What advice would you give to college students and to anyone who might feel disengaged while taking online classes?

This year has definitely been a stressful and hard time not only students but for everyone. For students who feel disengaged with their peers and student life, I would recommend trying to get more involved with networking. Right now we need to take advantage of all the opportunities we have. We are being given more time and more resources than ever before and yet we tend to keep complaining. I think that we need to shift our mindset on what is going on in the world and see it as a blessing in disguise. This does not discount anything going on in the world—but I think each of us has the ability to come out stronger from this rather than falling off.

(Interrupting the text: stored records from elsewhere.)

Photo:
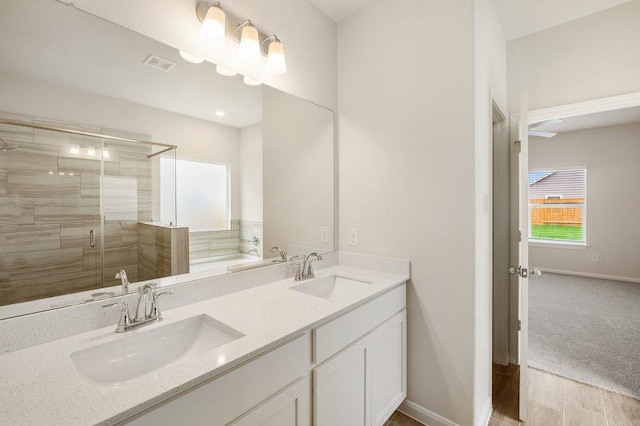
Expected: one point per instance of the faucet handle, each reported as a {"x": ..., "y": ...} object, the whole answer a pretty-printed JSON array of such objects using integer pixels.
[
  {"x": 155, "y": 309},
  {"x": 125, "y": 319}
]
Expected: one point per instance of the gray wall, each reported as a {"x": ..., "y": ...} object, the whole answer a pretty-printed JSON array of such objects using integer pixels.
[{"x": 589, "y": 58}]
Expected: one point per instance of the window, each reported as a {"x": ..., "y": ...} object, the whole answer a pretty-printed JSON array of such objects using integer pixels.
[
  {"x": 202, "y": 193},
  {"x": 557, "y": 205}
]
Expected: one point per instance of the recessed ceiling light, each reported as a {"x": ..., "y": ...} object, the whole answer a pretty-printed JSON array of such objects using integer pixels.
[
  {"x": 251, "y": 82},
  {"x": 225, "y": 71},
  {"x": 191, "y": 58}
]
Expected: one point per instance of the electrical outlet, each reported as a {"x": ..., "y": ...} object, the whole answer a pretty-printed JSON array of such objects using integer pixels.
[
  {"x": 353, "y": 237},
  {"x": 324, "y": 234}
]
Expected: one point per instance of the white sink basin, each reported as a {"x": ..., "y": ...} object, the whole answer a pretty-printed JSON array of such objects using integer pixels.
[
  {"x": 132, "y": 356},
  {"x": 332, "y": 287}
]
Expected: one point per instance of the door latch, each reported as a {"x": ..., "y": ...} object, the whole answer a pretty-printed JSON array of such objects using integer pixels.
[{"x": 519, "y": 270}]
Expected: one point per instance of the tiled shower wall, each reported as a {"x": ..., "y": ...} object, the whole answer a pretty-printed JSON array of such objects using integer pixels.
[
  {"x": 248, "y": 230},
  {"x": 50, "y": 201},
  {"x": 204, "y": 244}
]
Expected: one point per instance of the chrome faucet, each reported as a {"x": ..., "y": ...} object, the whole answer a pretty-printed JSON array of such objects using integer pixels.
[
  {"x": 146, "y": 293},
  {"x": 306, "y": 271},
  {"x": 283, "y": 253},
  {"x": 122, "y": 276}
]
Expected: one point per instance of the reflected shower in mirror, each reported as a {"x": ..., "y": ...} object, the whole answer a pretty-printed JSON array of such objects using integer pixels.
[{"x": 253, "y": 166}]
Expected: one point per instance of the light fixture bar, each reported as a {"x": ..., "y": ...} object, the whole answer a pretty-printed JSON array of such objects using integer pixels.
[{"x": 233, "y": 22}]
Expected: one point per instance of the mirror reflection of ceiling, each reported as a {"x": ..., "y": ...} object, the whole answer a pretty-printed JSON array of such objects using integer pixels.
[
  {"x": 593, "y": 121},
  {"x": 112, "y": 59},
  {"x": 517, "y": 18}
]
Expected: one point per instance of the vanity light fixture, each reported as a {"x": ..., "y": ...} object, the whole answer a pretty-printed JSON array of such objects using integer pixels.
[
  {"x": 190, "y": 58},
  {"x": 214, "y": 28},
  {"x": 244, "y": 32},
  {"x": 249, "y": 50},
  {"x": 225, "y": 71},
  {"x": 251, "y": 82},
  {"x": 276, "y": 62}
]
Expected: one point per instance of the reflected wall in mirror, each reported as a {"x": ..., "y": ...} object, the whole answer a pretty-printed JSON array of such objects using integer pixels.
[{"x": 253, "y": 168}]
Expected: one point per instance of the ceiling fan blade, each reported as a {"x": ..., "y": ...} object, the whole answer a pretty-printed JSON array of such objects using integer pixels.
[
  {"x": 545, "y": 123},
  {"x": 541, "y": 134}
]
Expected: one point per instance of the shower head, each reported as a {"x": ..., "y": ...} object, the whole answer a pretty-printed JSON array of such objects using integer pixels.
[{"x": 6, "y": 147}]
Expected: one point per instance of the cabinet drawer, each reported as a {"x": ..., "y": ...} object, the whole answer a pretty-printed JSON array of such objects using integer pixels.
[
  {"x": 341, "y": 332},
  {"x": 224, "y": 398}
]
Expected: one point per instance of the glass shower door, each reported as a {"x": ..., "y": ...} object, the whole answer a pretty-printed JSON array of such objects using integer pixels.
[{"x": 50, "y": 220}]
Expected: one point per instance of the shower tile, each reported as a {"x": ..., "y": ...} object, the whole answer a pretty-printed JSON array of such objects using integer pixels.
[
  {"x": 42, "y": 184},
  {"x": 129, "y": 232},
  {"x": 33, "y": 264},
  {"x": 16, "y": 210},
  {"x": 27, "y": 238},
  {"x": 79, "y": 165},
  {"x": 120, "y": 256},
  {"x": 89, "y": 185},
  {"x": 66, "y": 209},
  {"x": 30, "y": 157}
]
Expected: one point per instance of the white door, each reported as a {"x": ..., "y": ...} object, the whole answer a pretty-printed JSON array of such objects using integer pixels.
[{"x": 523, "y": 251}]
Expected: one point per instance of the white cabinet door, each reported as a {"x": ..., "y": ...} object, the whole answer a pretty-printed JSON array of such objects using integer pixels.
[
  {"x": 289, "y": 407},
  {"x": 387, "y": 348},
  {"x": 341, "y": 394}
]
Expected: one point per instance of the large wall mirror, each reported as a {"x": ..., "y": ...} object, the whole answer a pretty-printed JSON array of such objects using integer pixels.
[{"x": 116, "y": 153}]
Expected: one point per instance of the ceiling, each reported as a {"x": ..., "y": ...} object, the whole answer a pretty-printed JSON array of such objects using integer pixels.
[
  {"x": 520, "y": 18},
  {"x": 339, "y": 10},
  {"x": 593, "y": 121},
  {"x": 46, "y": 40}
]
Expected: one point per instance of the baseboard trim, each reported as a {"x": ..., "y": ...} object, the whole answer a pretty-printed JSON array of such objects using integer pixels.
[
  {"x": 486, "y": 413},
  {"x": 421, "y": 414},
  {"x": 589, "y": 275}
]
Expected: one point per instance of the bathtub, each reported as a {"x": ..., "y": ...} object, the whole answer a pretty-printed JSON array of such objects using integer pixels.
[{"x": 221, "y": 262}]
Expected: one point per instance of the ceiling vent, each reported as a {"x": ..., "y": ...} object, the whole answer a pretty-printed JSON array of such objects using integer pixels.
[{"x": 159, "y": 63}]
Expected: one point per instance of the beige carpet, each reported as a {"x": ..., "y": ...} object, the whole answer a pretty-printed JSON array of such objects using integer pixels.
[{"x": 587, "y": 330}]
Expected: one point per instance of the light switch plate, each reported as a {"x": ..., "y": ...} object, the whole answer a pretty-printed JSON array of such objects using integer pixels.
[
  {"x": 324, "y": 234},
  {"x": 353, "y": 237}
]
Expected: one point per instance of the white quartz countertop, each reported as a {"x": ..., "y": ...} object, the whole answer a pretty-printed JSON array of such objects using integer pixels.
[{"x": 40, "y": 385}]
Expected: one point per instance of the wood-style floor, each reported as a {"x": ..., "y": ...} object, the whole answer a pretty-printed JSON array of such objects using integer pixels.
[
  {"x": 399, "y": 419},
  {"x": 555, "y": 401}
]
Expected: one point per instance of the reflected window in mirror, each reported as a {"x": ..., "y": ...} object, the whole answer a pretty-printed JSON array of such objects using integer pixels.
[{"x": 202, "y": 190}]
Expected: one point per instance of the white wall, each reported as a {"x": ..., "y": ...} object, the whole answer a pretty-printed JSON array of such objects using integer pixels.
[
  {"x": 490, "y": 79},
  {"x": 593, "y": 57},
  {"x": 298, "y": 171},
  {"x": 613, "y": 205},
  {"x": 195, "y": 138},
  {"x": 406, "y": 178},
  {"x": 251, "y": 173},
  {"x": 309, "y": 37}
]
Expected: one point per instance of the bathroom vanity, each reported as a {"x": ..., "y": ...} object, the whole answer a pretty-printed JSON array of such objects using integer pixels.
[{"x": 330, "y": 350}]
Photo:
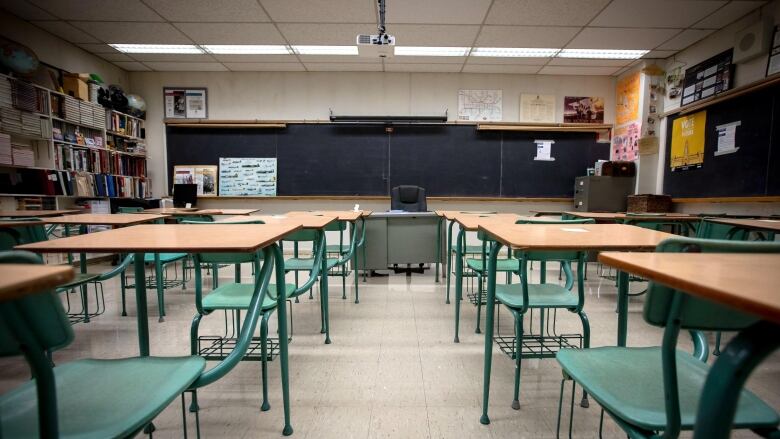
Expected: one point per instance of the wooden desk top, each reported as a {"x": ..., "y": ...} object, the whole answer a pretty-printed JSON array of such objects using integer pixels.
[
  {"x": 165, "y": 238},
  {"x": 36, "y": 213},
  {"x": 747, "y": 282},
  {"x": 104, "y": 219},
  {"x": 574, "y": 237},
  {"x": 18, "y": 280},
  {"x": 307, "y": 220},
  {"x": 773, "y": 225},
  {"x": 615, "y": 216},
  {"x": 341, "y": 215}
]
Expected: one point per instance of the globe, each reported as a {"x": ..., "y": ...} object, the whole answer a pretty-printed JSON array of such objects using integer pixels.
[
  {"x": 18, "y": 58},
  {"x": 136, "y": 105}
]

One thing I do to keep myself going during times like this is whenever I have a negative thought, I turn it into a positive one. For example, a lot of us are complaining about being bored since we are not able to go out as much anymore due to the pandemic. Instead of being upset about this, realize that right now you can take that time to spend more time with those in your household, whether that is family or friends. Or, if you are living alone, maybe taking that time to work on yourself since in the daily busy life you don’t have all that down time at home as much as you do right now. I truly believe we can all get through this together if we choose to.